Compatibility Issues

  • The specification of the ULP is not equal to that of the traditional kernel-level process
    • For example,
      • Process ID is shared among ULPs
      • Transmission of signals takes place between kernel-level processes (not between ULPs)
    • Those compatibility issues must be considered when embedding the capability of the ULP in the runtimes for executing parallel applications
      • E.g.

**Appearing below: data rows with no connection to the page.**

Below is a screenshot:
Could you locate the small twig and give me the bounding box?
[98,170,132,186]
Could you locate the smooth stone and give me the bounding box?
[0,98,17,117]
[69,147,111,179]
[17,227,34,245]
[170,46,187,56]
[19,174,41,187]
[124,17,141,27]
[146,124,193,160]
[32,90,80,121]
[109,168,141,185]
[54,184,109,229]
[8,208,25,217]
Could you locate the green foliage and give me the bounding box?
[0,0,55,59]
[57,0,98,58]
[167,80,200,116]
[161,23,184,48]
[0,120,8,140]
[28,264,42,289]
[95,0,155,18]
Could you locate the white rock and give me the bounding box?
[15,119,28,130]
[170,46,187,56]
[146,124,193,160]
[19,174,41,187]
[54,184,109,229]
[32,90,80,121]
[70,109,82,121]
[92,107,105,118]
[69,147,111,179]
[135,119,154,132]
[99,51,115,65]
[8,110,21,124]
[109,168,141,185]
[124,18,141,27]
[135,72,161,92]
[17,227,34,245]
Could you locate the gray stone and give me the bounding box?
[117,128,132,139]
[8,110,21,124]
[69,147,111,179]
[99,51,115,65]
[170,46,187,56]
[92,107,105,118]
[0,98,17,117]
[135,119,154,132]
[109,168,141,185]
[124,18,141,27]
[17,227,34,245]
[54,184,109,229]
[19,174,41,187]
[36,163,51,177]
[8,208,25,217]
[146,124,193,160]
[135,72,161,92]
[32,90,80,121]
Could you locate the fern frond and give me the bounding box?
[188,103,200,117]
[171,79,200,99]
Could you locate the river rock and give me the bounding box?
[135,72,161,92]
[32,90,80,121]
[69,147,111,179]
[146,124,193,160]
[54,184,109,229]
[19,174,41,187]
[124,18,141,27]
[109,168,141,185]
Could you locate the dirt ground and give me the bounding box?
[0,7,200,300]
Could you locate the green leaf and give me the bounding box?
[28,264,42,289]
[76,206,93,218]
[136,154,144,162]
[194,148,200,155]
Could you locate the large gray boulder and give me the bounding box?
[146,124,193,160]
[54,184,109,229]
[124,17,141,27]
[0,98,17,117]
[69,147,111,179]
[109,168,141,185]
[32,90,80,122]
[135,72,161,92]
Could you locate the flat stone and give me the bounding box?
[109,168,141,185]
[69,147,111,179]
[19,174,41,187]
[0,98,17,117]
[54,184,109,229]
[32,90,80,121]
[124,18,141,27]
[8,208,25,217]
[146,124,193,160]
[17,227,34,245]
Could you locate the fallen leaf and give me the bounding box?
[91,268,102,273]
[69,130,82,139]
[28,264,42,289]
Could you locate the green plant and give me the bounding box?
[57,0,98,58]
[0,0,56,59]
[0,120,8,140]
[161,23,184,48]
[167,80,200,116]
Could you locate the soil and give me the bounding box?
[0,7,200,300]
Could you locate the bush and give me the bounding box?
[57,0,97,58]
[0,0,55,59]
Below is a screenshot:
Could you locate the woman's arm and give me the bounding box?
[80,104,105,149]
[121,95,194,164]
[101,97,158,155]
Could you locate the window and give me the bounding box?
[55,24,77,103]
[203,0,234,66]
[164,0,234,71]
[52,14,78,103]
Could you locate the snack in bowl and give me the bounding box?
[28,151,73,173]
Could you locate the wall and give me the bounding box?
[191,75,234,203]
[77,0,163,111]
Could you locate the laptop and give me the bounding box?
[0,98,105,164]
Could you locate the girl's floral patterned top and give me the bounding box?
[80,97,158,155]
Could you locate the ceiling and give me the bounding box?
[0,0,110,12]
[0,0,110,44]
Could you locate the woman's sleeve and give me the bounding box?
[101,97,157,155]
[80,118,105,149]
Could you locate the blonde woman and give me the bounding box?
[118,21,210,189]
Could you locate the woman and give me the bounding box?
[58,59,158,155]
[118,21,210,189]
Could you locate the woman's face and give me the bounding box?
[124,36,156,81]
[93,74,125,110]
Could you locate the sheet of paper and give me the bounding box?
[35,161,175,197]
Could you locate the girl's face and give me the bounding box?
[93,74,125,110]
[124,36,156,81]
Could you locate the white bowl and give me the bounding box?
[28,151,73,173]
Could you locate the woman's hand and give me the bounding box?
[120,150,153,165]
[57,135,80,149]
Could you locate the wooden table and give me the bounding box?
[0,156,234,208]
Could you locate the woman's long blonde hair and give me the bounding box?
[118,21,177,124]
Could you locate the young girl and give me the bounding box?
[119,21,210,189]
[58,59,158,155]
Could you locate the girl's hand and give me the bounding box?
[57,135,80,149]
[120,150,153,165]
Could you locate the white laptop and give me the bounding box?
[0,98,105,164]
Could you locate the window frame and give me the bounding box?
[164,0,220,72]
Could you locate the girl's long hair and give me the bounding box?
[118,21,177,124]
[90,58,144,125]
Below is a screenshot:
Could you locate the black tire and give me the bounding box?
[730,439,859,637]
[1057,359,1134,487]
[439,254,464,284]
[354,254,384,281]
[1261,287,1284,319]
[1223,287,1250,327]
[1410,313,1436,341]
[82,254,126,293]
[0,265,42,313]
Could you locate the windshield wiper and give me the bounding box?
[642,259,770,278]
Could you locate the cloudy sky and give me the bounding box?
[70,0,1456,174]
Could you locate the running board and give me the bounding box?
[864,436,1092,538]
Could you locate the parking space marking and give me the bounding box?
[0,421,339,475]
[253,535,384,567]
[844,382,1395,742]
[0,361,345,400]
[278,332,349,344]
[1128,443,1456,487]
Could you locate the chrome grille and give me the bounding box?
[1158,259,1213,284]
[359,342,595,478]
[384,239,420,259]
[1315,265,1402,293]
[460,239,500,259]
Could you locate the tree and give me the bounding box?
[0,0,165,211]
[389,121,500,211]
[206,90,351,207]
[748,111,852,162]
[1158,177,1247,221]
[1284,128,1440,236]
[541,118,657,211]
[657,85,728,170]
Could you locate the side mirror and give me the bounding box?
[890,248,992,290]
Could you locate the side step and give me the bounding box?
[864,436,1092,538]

MPI runtime

Preliminary Evaluation (context switch performance)

  • Benchmark
    • Invoking multiple parallel processes on a single CPU core
    • A parallel process may be a kernel-level process or a kernel-level thread or a user-level thread or a user-level process
    • Measuring a time elapsed until all parallel process performs context switch 1000 times
  • The performance of the ULP is competitive with that of the user-level thread
Preliminary Evaluation (context switch performance)

Summary and Future Work

  • Summary
    • The ULP enables the process oversubscription, even if the OS kernel does not support task scheduling
    • The ULP enables the high-performance process oversubscription by avoiding the overhead of jumping into kernel context
    • The process oversubscription using ULP does not change the programming model of parallel applications
  • Future work
    • Embedding the capability of the ULP in the runtimes for executing parallel applications and evaluating it
      • E.g. MPI over ULP